As reported on the Delaware Corporate Governance Blog and by the Wall Street Journal, the Study Group on Corporate Boards released “Bridging Board Gaps,” a report intended to identify and address the most critical board gaps and propose practical solutions for improvement (PDF). The report identifies problems and proposes solutions in seven core areas: Purpose; Culture; Leadership; Information; Advice; Debate; and Self-Renewal. Through the report, the Study Group hopes to “contribute to what [it] see[s] as the gradual but positive improvement of board practices and standards and director attitudes.
With respect to Purpose, for example, the report notes that many boards are focused on process and compliance and do not have a real sense of their own purpose. The report’s general recommendation is that “Boards must understand their purpose—to ensure that the corporations they serve create sustainable long-term value for shareholders.” One of the specific recommendations in this regard is to always ask, with every board decision, how will our decision affect long-term shareholder value.
Other examples of specific recommendations include:
- Debate—Board chairs should encourage “constructive skepticism, debate, disagreement and dissent, when necessary.”
- Self-Renewal—Boards should have a process for rotating board and committee leaders.

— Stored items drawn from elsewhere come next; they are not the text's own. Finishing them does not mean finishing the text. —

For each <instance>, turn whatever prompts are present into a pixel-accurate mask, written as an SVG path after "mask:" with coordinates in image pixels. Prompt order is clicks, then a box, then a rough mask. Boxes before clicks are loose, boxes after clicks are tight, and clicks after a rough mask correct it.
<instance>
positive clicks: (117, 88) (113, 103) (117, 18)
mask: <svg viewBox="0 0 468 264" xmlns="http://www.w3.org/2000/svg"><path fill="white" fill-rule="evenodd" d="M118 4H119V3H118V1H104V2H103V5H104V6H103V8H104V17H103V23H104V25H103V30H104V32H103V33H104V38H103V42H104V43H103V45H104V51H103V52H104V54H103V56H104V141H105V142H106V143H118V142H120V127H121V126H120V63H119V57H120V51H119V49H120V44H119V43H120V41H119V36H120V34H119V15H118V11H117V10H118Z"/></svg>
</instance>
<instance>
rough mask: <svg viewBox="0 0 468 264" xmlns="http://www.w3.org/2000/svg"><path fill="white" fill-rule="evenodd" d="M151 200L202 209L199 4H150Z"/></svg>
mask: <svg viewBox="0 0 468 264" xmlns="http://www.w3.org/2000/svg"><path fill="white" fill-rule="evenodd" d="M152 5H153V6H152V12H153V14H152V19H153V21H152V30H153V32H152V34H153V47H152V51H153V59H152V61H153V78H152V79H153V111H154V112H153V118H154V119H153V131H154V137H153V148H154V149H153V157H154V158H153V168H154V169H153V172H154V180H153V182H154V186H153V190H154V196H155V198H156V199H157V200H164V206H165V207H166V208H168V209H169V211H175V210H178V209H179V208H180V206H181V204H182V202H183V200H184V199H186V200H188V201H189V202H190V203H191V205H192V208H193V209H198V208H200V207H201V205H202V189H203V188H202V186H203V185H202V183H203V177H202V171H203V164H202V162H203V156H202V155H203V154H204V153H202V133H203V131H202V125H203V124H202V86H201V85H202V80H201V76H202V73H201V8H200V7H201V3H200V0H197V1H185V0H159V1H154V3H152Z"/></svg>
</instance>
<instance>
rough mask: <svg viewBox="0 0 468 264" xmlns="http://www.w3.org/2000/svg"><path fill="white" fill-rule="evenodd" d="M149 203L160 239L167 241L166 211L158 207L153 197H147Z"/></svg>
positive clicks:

The Study Group is a 20-member blue ribbon panel co-sponsored by Columbia Business School and the John L. Weinberg Center for Corporate Governance at the University of Delaware. Its members include a diverse group of current and former CEOs and directors of publicly held companies, academic and professional leaders, and former government officials. Notable members include Richard Daly, CEO and director of Broadridge Financial Solutions, Inc., Arthur Levitt, former Chairman of the SEC, the Kenneth Daly, President and CEO of the National Association of Corporate Directors, Kenneth A. Bertsch, President and CEO of The Society of Corporate Secretaries and Governance Professionals, and E. Norman Veasey, retired Chief Justice of the Delaware Supreme Court. The Weinberg Center for Corporate Governance publishes the Delaware Corporate Governance Blog.
OUR TAKE: Boards have been heavily criticized for the last few years in the wake of the economic downturn—and, in fact, or ten years or more going back to the corporate events that gave rise to the Sarbanes-Oxley Act—for not providing effective oversight of company management and operations. The report is a positive step toward improving board governance by providing a clear focus on problems and solutions. The report builds on past reforms but strives to drive gradual forward progress. And it is not reticent about including proposals, like the encouragement of dissenting votes where appropriate and the implementation of director term limits—that are rarely seen in today’s public company board governance.